A new survey of major reserve-managing institutions shows that global central banks remain cautious in adopting artificial intelligence and continue to rely heavily on the dollar despite growing interest in diversifying their holdings. The findings reveal that although policymakers acknowledge the efficiency gains offered by AI, they are wary of allowing advanced systems to influence core decision-making functions. Institutions participating in the survey oversee trillions in assets, yet the majority reported that AI is used primarily for basic tasks such as scanning market developments or consolidating internal data. Policymakers expressed concern that the speed and scale of automated decision flows could amplify volatility, particularly during periods of market stress. While some institutions experimenting with AI tools have found value in improved analytical capabilities, they reiterated the importance of maintaining human oversight in processes involving risk assessment or investment allocation. The report noted that early adoption efforts remain conservative, highlighting a gap between technological possibilities and the practical risk appetite of large public financial institutions.

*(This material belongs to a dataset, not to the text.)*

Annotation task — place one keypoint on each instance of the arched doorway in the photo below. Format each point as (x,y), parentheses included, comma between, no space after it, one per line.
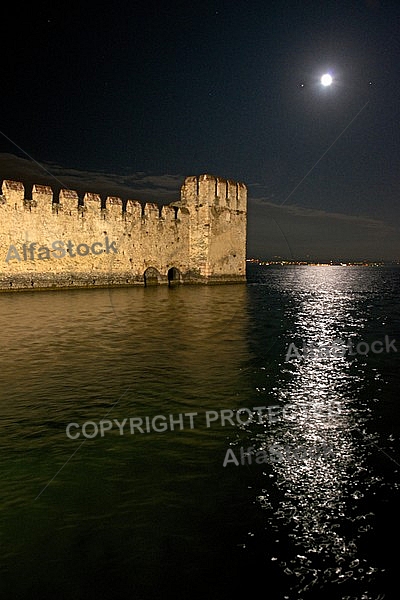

The survey also highlighted that digital assets remain outside the reserve portfolios of nearly all participating central banks. Respondents pointed to uncertainty surrounding regulation, liquidity standards and long-term stability as primary reasons for avoiding cryptocurrencies and tokenised products. Interest in tokenisation as a concept continues to grow, but few institutions consider current market structures developed enough to support large-scale reserve allocation. The cautious stance underscores how strict reserve management principles prioritise liquidity, predictability and established legal frameworks. These factors work against newer digital instruments, which remain comparatively volatile and lack the deep markets required for institutions managing hundreds of billions of dollars. Analysts said the findings reflect a broader trend where public institutions prefer to observe developments in digital finance rather than engage directly, especially while global regulatory frameworks are still evolving.
Despite intentions among many central banks to diversify their reserves as the global economy moves toward a more multipolar configuration, the dollar remains dominant because no alternative offers the same scale, liquidity and market depth. Almost 60 percent of respondents indicated a desire to reduce exposure to the dollar, yet the unmatched liquidity of U.S. Treasuries continues to anchor reserve allocation. Policymakers noted that although geopolitical uncertainty and trade tensions have raised questions about the long-term direction of U.S. policy, the dollar still provides stability at a scale not currently matched by the euro or the yuan. The survey also found that while global reserve dynamics are shifting gradually, practical considerations continue to outweigh strategic ambitions. For currency markets, the findings reinforce the view that the dollar’s structural role remains largely intact, even as discussions of diversification accelerate. The persistence of this dynamic suggests that USD liquidity will continue to shape global capital flows, offering important insight into how reserve managers are navigating an increasingly complex financial environment.